These tests gave researchers four objective measures of pigmentation to compare with their DNA blueprint analyses. Scientists then used a statistical model developed by Robert Valenzuela, a fourth-year genetics graduate student, to ascertain the three best SNPs to explain each pigmentation variation.
The resulting analyses enabled forensic scientists to determine hair, eye and skin color through a DNA sample. With DNA blueprinting, analysts found they can learn a person's hair color with 70-percent certainty. Examining three separate nucleotides can also pinpoint the ratio of brown-black to yellow-red in a person's hair with 43-percent certainty. Researchers also found analysis could explain skin color variations with 50-percent certainty, and that eye color could be predicted with 76-percent certainty.
"The bottom line from these studies is that when we look at a relatively small number of single-nucleotide changes, for each of these traits, we can make a fairly accurate prediction as to what a person looks like," Brilliant explains.
Putting DNA blueprinting to use
DNA found at a crime scene will first be analyzed and put into CODIS to see if there is a match. This analysis looks at 13 changes in DNA for identification purposes but does not examine SNPs. To learn a person's physical characteristics, technicians would have to perform a second analysis using DNA blueprinting.
"This does not in any way replace the CODIS system, which is very important in determining whether a DNA sample came from a specific individual," Brilliant says. "It wouldn't be used to convict an offender. Rather it would be probative evidence, in other words a lead that would help officers hone in on a suspect."
What does this mean to law enforcement? Plenty, says William Watson, chairman of the Association of Forensic DNA Analysis and Administrators.
With nothing more than a DNA sample, investigators can paint a picture of a person's physical characteristics. "Like all genetic markers we've developed so far, this will turn out to be forensically significant," Watson says, "It will be useful as long as it's used with the understanding that investigators should not limit their suspect pool to only those people fitting those characteristics."
Watson, a fellow with the American Academy of Forensic Science, cautions investigators to remember that genetics are only half of the equation with environmental factors making up the other half.

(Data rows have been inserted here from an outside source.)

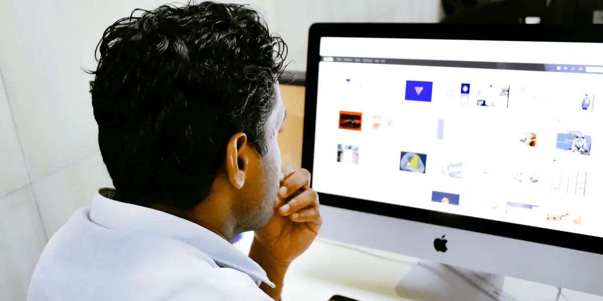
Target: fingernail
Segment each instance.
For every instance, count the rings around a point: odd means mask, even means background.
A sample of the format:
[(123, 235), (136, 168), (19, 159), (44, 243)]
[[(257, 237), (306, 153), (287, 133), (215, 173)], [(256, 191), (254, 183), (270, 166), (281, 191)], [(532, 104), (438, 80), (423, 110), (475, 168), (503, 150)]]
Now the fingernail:
[(289, 204), (283, 205), (282, 207), (280, 207), (280, 213), (282, 214), (286, 214), (287, 213), (289, 212), (289, 209), (290, 208), (291, 206), (289, 206)]
[(279, 189), (279, 195), (282, 197), (285, 197), (285, 195), (287, 194), (287, 187), (283, 186)]

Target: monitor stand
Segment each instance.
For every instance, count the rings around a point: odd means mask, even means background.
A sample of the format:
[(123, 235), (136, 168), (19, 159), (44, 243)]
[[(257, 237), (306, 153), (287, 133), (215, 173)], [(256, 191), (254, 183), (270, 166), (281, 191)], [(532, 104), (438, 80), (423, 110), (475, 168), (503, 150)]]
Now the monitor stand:
[(421, 260), (396, 287), (403, 298), (422, 301), (516, 301), (503, 293), (505, 277)]

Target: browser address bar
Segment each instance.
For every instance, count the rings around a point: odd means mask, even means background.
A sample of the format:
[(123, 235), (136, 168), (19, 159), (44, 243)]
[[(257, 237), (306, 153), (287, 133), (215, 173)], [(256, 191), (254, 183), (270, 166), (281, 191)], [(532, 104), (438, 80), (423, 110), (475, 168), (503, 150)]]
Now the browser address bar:
[(586, 71), (589, 73), (603, 73), (603, 67), (589, 66)]

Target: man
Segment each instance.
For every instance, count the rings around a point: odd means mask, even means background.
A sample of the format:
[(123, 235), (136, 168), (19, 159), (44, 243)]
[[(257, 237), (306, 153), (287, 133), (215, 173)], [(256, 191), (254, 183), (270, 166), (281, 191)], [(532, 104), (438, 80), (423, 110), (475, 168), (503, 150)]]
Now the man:
[[(279, 300), (321, 223), (308, 172), (280, 169), (286, 46), (244, 6), (142, 12), (105, 31), (91, 72), (115, 190), (50, 240), (28, 300)], [(232, 242), (250, 231), (248, 256)]]

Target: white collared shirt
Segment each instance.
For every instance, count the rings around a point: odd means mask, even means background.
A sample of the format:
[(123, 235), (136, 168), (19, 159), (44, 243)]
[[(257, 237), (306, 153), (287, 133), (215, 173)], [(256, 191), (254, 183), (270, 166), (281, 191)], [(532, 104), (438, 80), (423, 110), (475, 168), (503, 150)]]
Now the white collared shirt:
[(266, 273), (228, 241), (167, 213), (112, 200), (101, 189), (52, 237), (28, 301), (272, 300)]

He also reminds that eye, skin and hair color are all things that can be altered. Suspects can change their eye color by wearing colored contacts; alter their skin color through bleaching, dyeing or even tanning; and change hair color by dyeing it.

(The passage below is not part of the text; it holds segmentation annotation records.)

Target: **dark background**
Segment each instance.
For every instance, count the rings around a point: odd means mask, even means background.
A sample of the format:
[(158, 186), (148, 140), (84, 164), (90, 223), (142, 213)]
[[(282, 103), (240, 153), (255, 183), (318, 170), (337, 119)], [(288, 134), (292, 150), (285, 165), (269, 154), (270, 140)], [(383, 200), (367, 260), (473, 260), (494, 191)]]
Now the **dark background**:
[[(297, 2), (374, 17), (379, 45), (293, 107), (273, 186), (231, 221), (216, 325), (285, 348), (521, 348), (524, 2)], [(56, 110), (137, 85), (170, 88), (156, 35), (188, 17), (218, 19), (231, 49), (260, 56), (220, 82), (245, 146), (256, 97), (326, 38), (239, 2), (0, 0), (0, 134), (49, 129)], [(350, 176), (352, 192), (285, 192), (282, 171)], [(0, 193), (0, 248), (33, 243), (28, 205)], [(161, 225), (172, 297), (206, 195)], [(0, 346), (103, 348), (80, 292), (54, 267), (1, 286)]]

Rande Matteson, associate professor of criminal justice at Florida's St. Leo University and veteran law enforcement officer of 32 years, calls the current research promising, but questions whether it will be applied. "From a law enforcement perspective, we don't use the tools we currently have," says the retired FBI Academy instructor and crime scene technician. "If someone could figure out how to take all this wonderful information and use it in a way that catches bad guys, my hat's off to them."
Watson agrees, stating this technique may be limited, proving useful when police lack eyewitnesses or leads from state, local or national databases. "If you've got nothing but some genetic evidence, this method may be employed," he says. "If you've got other information, you may want to focus on more traditional investigative tools first."
The current DNA backlog presents another major concern. Through data collected from a large, representative sampling of law enforcement agencies in the United States, a National Institute of Justice-funded study in 2003 revealed:
- The number of unanalyzed DNA cases reported by state and local crime laboratories is more than 57,000.
- Total crime cases with possible biological evidence, either still in the possession of local law enforcement or backlogged at forensic laboratories, is more than 500,000.